Assessment of vegetation productivity in the Umfolozi catchment using Leaf Area Index (LAI) derived from SPOT 6 image.
Abstract
Around the world, rural areas rely on the natural resources for their sustenance. These
include grazing lands for livestock production and fuel wood harvesting for heating
and cooking, as well as for medicinal purposes. These natural resources are barely
managed in rural areas which exacerbate the challenge of land degradation due to unsustainable
overgrazing and fuel wood collection. Land degradation has been identified
as one of the key global problems are the root cause of poverty, food insecurity
and malnutrition. In South Africa, the uMfolozi catchment is very vulnerable to disturbance
due to slow ecological recovery, growing human populations and episodic
droughts. Leaf Area Index (LAI), defined as one half the total green leaves per unit
ground surface area, is an inventory of the plant green leaves that defines the actual
size of the interface between the vegetation and the atmosphere. Thus, LAI spatial data
could serve as an indicator of vegetation productivity. The main aim of the study is
to estimate LAI as an indicator of vegetation productivity using remotely sensed data.

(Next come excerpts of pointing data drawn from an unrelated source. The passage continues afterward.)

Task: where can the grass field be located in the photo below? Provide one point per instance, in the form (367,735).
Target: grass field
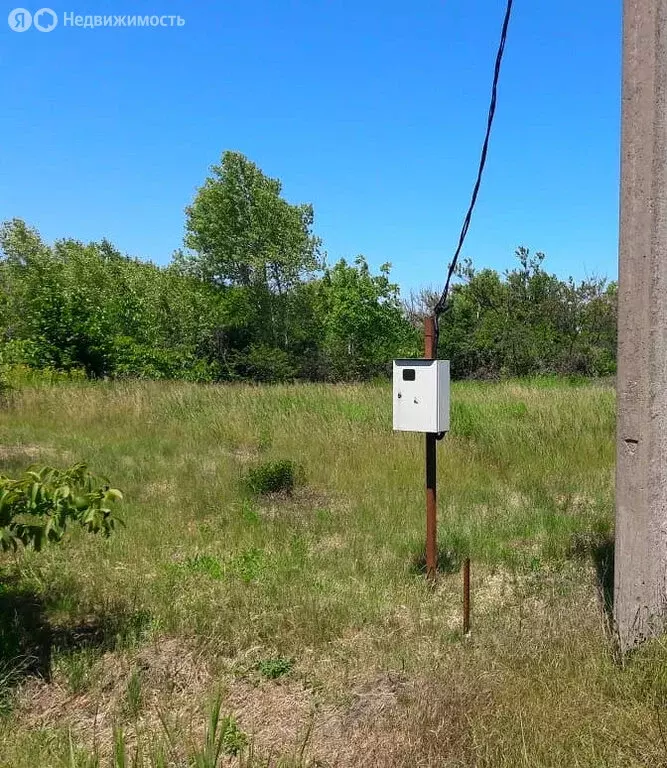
(304,619)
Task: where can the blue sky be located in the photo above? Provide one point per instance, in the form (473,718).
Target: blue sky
(373,111)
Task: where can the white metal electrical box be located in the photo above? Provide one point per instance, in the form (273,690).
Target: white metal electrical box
(421,395)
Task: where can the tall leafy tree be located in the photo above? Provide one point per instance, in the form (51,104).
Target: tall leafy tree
(244,233)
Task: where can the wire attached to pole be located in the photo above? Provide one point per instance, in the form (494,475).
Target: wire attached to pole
(441,306)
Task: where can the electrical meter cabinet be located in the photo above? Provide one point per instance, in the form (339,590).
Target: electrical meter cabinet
(421,395)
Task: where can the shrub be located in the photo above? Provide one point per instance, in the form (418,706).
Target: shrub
(272,669)
(271,477)
(39,506)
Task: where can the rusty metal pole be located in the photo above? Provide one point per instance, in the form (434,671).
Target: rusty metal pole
(466,596)
(430,353)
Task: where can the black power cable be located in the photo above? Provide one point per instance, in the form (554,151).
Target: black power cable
(442,301)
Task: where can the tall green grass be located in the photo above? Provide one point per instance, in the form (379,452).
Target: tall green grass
(327,576)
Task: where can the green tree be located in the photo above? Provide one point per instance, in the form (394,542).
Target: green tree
(363,322)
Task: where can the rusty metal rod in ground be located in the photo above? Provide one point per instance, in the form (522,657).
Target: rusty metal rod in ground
(466,596)
(430,353)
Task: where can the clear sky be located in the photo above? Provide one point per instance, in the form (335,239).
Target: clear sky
(372,110)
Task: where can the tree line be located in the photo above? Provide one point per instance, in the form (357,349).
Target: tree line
(252,297)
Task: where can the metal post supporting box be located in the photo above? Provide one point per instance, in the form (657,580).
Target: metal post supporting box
(421,395)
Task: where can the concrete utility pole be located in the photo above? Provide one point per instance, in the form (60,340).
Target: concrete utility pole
(640,588)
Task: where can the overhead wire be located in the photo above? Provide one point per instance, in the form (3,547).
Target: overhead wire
(441,305)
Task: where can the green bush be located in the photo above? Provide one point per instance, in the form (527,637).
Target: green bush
(39,506)
(271,477)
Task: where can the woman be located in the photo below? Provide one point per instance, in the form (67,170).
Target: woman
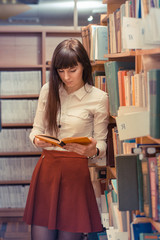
(61,204)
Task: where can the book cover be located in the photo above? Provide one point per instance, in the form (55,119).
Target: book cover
(101,42)
(152,161)
(158,183)
(149,236)
(140,185)
(137,228)
(146,188)
(63,141)
(127,183)
(121,87)
(154,98)
(111,72)
(110,149)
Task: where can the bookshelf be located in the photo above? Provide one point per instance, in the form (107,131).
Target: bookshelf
(140,59)
(25,49)
(138,56)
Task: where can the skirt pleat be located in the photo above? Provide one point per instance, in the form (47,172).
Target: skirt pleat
(61,194)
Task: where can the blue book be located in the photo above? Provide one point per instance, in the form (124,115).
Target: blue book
(154,102)
(111,72)
(102,236)
(137,228)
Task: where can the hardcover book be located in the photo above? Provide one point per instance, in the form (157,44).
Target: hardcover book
(127,183)
(63,141)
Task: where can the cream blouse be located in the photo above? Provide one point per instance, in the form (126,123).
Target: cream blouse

First, field collected LAI were used to assess LAI models derived from various vegetation
indices and bands. Secondly, multivariate statistics were used to combine bands
and indices in estimating LAI. Combining reflectance at various bands and vegetation
indices yielded higher estimation accuracy of LAI (Bootstrapped: R² = 0.71, RMSE =
0.92) as compared to using individual bands or indices. Furthermore the study found
that environmental variables such as slope, Digital Elevation Model (DEM) and annual
mean temperature significantly influenced the spatial distribution of LAI. There is a
scope to estimate LAI empirically using bands and vegetation indices which are more
site and data specific, but the study further recommends the use of physically-based
models which are known to be robust. In conclusion, estimation of LAI is possible using
remote sensing derived variables combined with multivariate statistical techniques,
which is critical for assessing vegetation productivity.